4 -- Run the SARLE algorithm to generate classification labels from the radiology reports. These classification labels are used to train the encoder. To do this, run SARLE/create_sarle_dataset.py. This script converts all the reports.docx files into one large Excel file, which can then be used by SARLE/main.py to extract the classification labels. The label extraction can be customized by modifying the medical vocabulary in SARLE/abnormality_vocabulary.py and the rules in SARLE/rules.py. For more details, refer to the docstrings in SARLE, the related paper, and the paper that introduced SARLE [1].
5 -- Train an encoder model using Encoder/main.py, Encoder/config.py, the volumetric images, and the classification labels generated by SARLE. Various models are available, and more can be added in Encoder/Model_architectures. Metrics such as binary cross-entropy, classification accuracy, and the precision-recall curve are available.

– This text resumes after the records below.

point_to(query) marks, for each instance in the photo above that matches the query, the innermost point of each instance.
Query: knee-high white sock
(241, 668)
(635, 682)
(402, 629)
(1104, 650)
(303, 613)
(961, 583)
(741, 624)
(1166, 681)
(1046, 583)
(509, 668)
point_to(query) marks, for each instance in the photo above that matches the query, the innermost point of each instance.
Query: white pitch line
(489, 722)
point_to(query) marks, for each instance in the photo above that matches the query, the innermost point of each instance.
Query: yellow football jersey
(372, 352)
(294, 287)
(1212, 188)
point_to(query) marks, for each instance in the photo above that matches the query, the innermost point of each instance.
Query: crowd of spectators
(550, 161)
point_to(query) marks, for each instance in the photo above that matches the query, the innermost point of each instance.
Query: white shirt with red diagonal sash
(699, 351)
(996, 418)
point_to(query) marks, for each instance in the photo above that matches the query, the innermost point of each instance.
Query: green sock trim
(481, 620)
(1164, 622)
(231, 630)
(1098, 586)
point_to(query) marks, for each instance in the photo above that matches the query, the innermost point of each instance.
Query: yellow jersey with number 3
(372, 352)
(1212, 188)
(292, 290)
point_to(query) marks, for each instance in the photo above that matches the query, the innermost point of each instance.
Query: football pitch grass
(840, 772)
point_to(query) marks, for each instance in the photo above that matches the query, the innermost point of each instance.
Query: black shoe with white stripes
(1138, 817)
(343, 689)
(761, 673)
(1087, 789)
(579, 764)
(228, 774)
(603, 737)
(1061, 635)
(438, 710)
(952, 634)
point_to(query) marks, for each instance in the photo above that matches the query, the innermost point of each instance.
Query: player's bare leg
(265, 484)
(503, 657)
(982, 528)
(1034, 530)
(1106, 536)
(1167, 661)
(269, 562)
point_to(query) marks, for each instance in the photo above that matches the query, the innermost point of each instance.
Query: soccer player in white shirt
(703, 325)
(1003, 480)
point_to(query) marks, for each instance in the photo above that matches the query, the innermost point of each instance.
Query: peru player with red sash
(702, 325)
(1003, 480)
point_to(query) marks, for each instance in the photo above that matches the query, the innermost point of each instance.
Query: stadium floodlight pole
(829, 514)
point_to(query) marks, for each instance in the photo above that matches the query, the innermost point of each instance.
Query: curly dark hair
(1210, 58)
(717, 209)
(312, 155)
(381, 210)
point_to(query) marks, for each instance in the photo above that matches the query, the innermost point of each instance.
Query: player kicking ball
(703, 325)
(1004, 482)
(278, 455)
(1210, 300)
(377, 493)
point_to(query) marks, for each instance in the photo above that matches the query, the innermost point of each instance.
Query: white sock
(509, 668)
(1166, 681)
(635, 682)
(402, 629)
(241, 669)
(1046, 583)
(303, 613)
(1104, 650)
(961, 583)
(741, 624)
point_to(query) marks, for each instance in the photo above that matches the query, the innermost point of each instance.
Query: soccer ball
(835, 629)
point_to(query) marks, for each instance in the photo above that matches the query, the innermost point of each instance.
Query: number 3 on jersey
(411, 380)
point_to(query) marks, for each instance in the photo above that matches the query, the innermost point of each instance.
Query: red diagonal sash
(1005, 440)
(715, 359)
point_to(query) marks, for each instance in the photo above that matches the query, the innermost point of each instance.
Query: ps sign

6 -- Pass all images through a trained encoder model and save the encoded images as .pt files. To do this, set SAVE_ENCODED_IMAGES to True in Encoder/config.py and follow the instructions in Encoder/utils.py.
7 -- Train a decoder model using Decoder/main.py, Decoder/config.py, the encoded images in .pt form, and the radiology reports. Various models are available, and more can be added in Decoder/Model_architectures. Metrics such as binary cross-entropy and next word prediction accuracy are available.
8 -- Autoregressively generate radiology reports using Decoder/autoregressive.py, Decoder/config.py, the encoded images in .pt form, and the radiology reports. Metrics such as next word prediction accuracy and NLP metrics like BLEU, METEOR, and ROUGE are available.
[1] Draelos, Rachel Lea, David Dov, Maciej A. Mazurowski, Joseph Y. Lo, Ricardo Henao, Geoffrey D. Rubin, and Lawrence Carin. "Machine-learning-based multiple abnormality prediction with large-scale chest computed tomography volumes." Medical Image Analysis 67 (2021): 101857.
[2] Jakob Wasserthal, Hanns-Christian Breit, Manfred T. Meyer, Maurice Pradella, Daniel Hinck, Alexander W. Sauter, Tobias Heye, Daniel T. Boll, Joshy Cyriac, Shan Yang, Michael Bach, and Martin Segeroth. "TotalSegmentator: Robust Segmentation of 104 Anatomic Structures in CT Images". Radiology: Artificial Intelligence 2023 5:5.